2. La disposition législative contestée est applicable à la procédure et n'a pas déjà été déclarée conforme à la Constitution dans les motifs et le dispositif d'une décision du Conseil constitutionnel.
3. La question, ne portant pas sur l'interprétation d'une disposition constitutionnelle dont le Conseil constitutionnel n'aurait pas encore eu l'occasion de faire application, n'est pas nouvelle.
4. La question posée ne présente pas un caractère sérieux, pour les motifs qui suivent.
5. En premier lieu, les dispositions contestées permettent au juge répressif, d'office ou à la demande des parties, de tenir une audience publique pour statuer uniquement sur l'action civile, lorsque l'état mental ou physique d'une personne citée ou renvoyée devant une juridiction de jugement, constaté par une expertise, rend durablement impossible sa comparution personnelle dans des conditions lui permettant d'exercer sa défense et que la prescription de l'action publique se trouve ainsi suspendue.
6. Ces dispositions ont pour objet de garantir à la victime d'une infraction la possibilité de demander la réparation de son préjudice, lorsqu'une personne poursuivie devant une juridiction de jugement pour cette infraction est durablement empêchée d'y comparaître.
7. Le juge répressif, qui se prononce après un débat contradictoire au cours duquel la personne poursuivie est obligatoirement représentée par un avocat, ne peut alors statuer que sur la demande formée au titre de l'action civile, sans déclarer celle-ci coupable des faits ni prononcer une peine.
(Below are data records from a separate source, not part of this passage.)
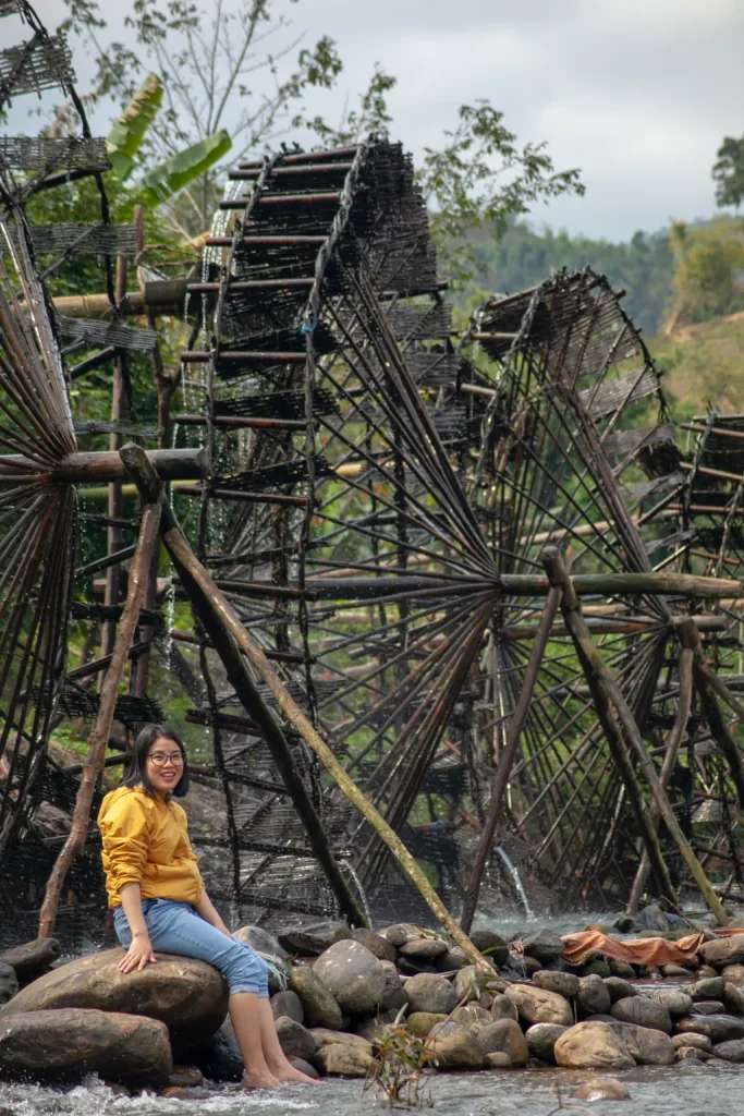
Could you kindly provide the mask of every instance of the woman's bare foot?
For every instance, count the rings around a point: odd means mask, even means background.
[[[320,1085],[320,1080],[317,1077],[309,1077],[303,1074],[301,1069],[297,1069],[291,1062],[286,1062],[283,1066],[276,1066],[272,1070],[277,1075],[280,1081],[301,1081],[302,1085]]]
[[[279,1087],[279,1078],[267,1069],[263,1074],[243,1074],[244,1089],[276,1089]]]

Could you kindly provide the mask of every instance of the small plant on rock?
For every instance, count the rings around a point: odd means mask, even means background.
[[[426,1039],[412,1035],[403,1024],[386,1027],[375,1042],[373,1066],[365,1090],[374,1088],[390,1108],[424,1108],[433,1105],[423,1072],[434,1055]]]

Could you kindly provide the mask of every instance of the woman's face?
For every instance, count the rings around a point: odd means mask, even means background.
[[[183,775],[183,753],[175,740],[156,737],[147,751],[147,778],[158,798],[173,792]]]

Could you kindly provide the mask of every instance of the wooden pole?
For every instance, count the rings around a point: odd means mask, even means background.
[[[646,810],[640,785],[636,777],[636,771],[622,739],[622,734],[612,715],[612,705],[603,677],[603,663],[595,647],[589,629],[581,613],[579,598],[573,591],[572,579],[569,577],[566,565],[560,552],[553,548],[547,548],[542,555],[543,566],[548,571],[548,577],[552,584],[562,589],[561,612],[567,628],[571,633],[573,645],[583,670],[589,692],[592,696],[597,715],[605,731],[605,737],[610,749],[610,753],[616,763],[620,779],[628,796],[628,801],[636,816],[638,829],[648,849],[649,859],[654,869],[657,886],[675,908],[678,908],[677,899],[669,870],[665,864],[659,844],[658,834],[650,824],[650,818]]]
[[[692,619],[687,618],[683,620],[682,624],[677,625],[677,633],[682,644],[682,650],[679,652],[679,705],[677,708],[677,715],[675,718],[674,725],[671,727],[671,731],[669,732],[669,737],[666,742],[664,762],[659,773],[659,782],[664,788],[667,787],[674,767],[677,762],[679,747],[685,732],[687,731],[687,722],[689,721],[689,714],[693,708],[693,658],[697,631]],[[654,825],[658,829],[659,811],[656,808],[653,810],[653,820]],[[628,905],[626,907],[629,915],[634,915],[638,912],[640,896],[646,887],[649,870],[650,862],[648,859],[648,852],[644,849],[640,864],[638,865],[638,870],[632,882],[632,887],[630,888]]]
[[[479,895],[481,894],[483,873],[493,845],[493,837],[496,831],[496,824],[501,814],[501,805],[509,785],[509,777],[511,775],[512,767],[514,766],[520,737],[522,734],[522,729],[524,728],[526,714],[530,710],[534,684],[538,680],[538,672],[551,635],[560,599],[561,590],[552,588],[548,594],[548,599],[545,600],[545,607],[540,618],[538,635],[534,644],[532,645],[530,661],[526,665],[524,677],[522,680],[522,689],[520,690],[519,698],[516,699],[516,705],[514,706],[514,712],[509,723],[506,745],[503,750],[491,783],[491,800],[489,802],[489,810],[483,822],[483,829],[481,830],[481,837],[475,852],[473,870],[471,872],[470,879],[467,881],[465,903],[463,905],[463,913],[460,920],[460,925],[466,934],[470,934],[471,926],[473,925],[473,917],[477,907]]]
[[[143,497],[146,499],[147,492],[152,491],[152,485],[156,482],[156,478],[154,477],[152,470],[147,468],[147,460],[144,456],[143,451],[139,446],[124,446],[122,450],[122,456],[126,461],[127,468],[129,469],[135,482],[138,485],[142,484]],[[187,584],[184,585],[184,588],[186,588],[190,594],[192,591],[194,593],[194,599],[196,599],[197,596],[200,603],[209,604],[212,625],[210,635],[212,638],[214,638],[215,632],[220,632],[223,638],[229,636],[230,641],[234,641],[245,658],[248,658],[260,677],[262,677],[269,686],[269,690],[271,691],[283,716],[292,725],[296,732],[298,732],[305,740],[308,747],[312,749],[316,756],[318,756],[328,773],[352,806],[355,806],[363,817],[365,817],[374,829],[376,829],[380,838],[393,853],[393,856],[399,864],[405,875],[417,888],[447,933],[462,947],[474,964],[490,971],[492,969],[490,962],[483,956],[482,953],[480,953],[479,950],[475,949],[467,935],[460,929],[400,838],[390,828],[385,818],[383,818],[381,815],[375,809],[373,804],[366,798],[349,775],[347,775],[316,727],[310,722],[293,700],[287,686],[271,666],[271,663],[267,658],[262,648],[250,637],[230,602],[216,587],[207,570],[202,566],[189,546],[189,541],[177,526],[175,516],[173,514],[170,504],[165,501],[163,502],[163,542],[165,543],[174,565],[176,565],[176,568],[178,570],[183,569],[186,574]],[[262,702],[260,703],[262,704]],[[251,705],[248,708],[248,713],[251,718],[255,718],[257,708]]]
[[[636,760],[644,772],[651,795],[656,801],[658,811],[669,831],[669,835],[677,845],[682,858],[687,865],[687,868],[697,884],[708,908],[718,922],[722,925],[725,925],[728,922],[728,915],[726,914],[725,907],[714,892],[709,879],[703,870],[703,865],[695,856],[693,847],[682,831],[675,812],[671,809],[669,799],[667,798],[667,793],[659,782],[659,777],[656,773],[653,760],[646,751],[644,740],[640,735],[640,731],[636,724],[632,712],[629,709],[628,703],[626,702],[625,696],[615,680],[615,676],[606,666],[598,648],[595,646],[589,629],[583,623],[578,597],[572,591],[571,579],[566,571],[566,566],[563,565],[560,554],[554,549],[551,552],[544,554],[543,564],[545,569],[549,571],[549,576],[554,578],[554,584],[561,585],[563,589],[563,616],[567,624],[570,618],[570,623],[572,625],[571,637],[573,638],[579,658],[584,667],[587,682],[589,682],[590,686],[595,686],[597,692],[602,694],[607,705],[615,710],[615,714],[622,730],[622,737],[625,737],[629,747],[635,752]],[[641,812],[645,815],[645,811],[641,810]],[[650,825],[650,817],[647,815],[644,816],[642,829],[651,838],[650,841],[647,843],[649,856],[651,856],[651,850],[656,846],[656,830],[654,826]]]
[[[160,503],[149,503],[142,516],[137,549],[129,567],[129,584],[122,620],[116,633],[112,660],[100,687],[98,713],[88,737],[88,754],[83,768],[83,777],[75,799],[73,824],[59,856],[51,869],[44,903],[39,912],[39,937],[50,937],[54,933],[59,906],[59,896],[67,878],[70,865],[85,845],[90,821],[90,804],[96,782],[104,769],[106,744],[110,735],[116,698],[119,682],[124,673],[132,639],[139,619],[139,612],[147,591],[147,580],[152,565],[152,556],[158,539],[161,522]]]

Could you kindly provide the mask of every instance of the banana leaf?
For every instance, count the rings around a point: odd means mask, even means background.
[[[163,100],[163,85],[149,74],[106,137],[106,151],[114,173],[125,182],[132,173],[135,155]]]
[[[158,163],[137,183],[136,204],[155,206],[167,201],[200,174],[207,171],[232,147],[232,140],[221,128],[205,140]]]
Sa décision n'a pas autorité de la chose jugée sur celle susceptible d'être ultérieurement rendue dans l'instance pénale.
8. En second lieu, l'article 10, alinéa 4, du code de procédure pénale ne déroge pas aux dispositions du même code selon lesquelles les parties comparaissent ou sont citées à comparaître devant la juridiction de jugement.
9. En conséquence, les dispositions contestées ne portent atteinte ni au principe du contradictoire, ni à la présomption d'innocence.
10. Il n'y a pas lieu en conséquence de renvoyer la question prioritaire de constitutionnalité au Conseil constitutionnel.
PAR CES MOTIFS, la Cour :
DIT N'Y AVOIR LIEU DE RENVOYER au Conseil constitutionnel la question prioritaire de constitutionnalité ;
Ainsi fait et jugé par la Cour de cassation, chambre criminelle, et prononcé par le président en audience publique du onze juin deux mille vingt-cinq.